The bill would have exempted certain digital currencies from being regulated as securities under the Colorado Securities Act.
Colorado’s blockchain bill, House Bill 1426, would have also been a boon for innovation in the state was making its way through the State Assembly but got derailed abruptly on Wednesday in a vote.
HB 1426 was all but on its way to the governor’s desk after seemingly passing both the House and Senate votes. But the approval of the bill by the Senate was overturned when in a final vote a couple of state senators had a change of heart.

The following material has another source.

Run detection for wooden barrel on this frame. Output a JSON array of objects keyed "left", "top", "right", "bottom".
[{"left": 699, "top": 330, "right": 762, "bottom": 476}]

The final tally in the third reading of the bill was 17 yea votes and 18 nay votes.
At the heart of the bill, and seemingly the chief point of contention, was the open blockchain token , which is defined as a “digital unit” that is “capable of being traded or transferred between persons without an intermediary or custodian of value.” An open blockchain token would not have met the criteria as a security if its issuers didn’t promote it as an investment, it wasn’t exchanged for goods or services and, it “had not been entered into a repurchase agreement.”
If a digital currency didn’t qualify as an open blockchain token, it would be deemed a security and would have been required to register as such. In hindsight, the bill was a risky proposition given that SEC Chairman Jay Clayton has made it clear that he has yet to see an ICO token that doesn’t fit the description as a security.
Despite its controversy, the bill would have rolled out the welcome mat for more innovation in the state and given blockchain startups looking to ICO more regulatory clarity than what they’re receiving from the Wall Street watchdog, the SEC.
The failure of the bill seemingly took the wind out of the sails of Senator Tim Neville, a Republican and one of the bill’s architects who reportedly called the result an “epic fail.” The points of failure as it pertains to the bill were reportedly the Colorado Attorney General Cynthia Coffman and the Colorado Department of Regulatory Affairs. Attorney General Cynthia Coffman told the Denver Post :
“The language in HB14-26 that would have carved out open blockchain tokens from the definition of a security under the Colorado Securities Act was overly broad and vague. The language would have created immunity from criminal liability for someone who commits securities fraud in that context, putting Colorado consumers at risk. That is why my office opposed the bill.”
Senators Lucia Guzman and Daniel Kagan both voted no in the final count after previously supporting the bill, and the Attorney General’s reluctance was a deciding factor, at least in the case of Guzman.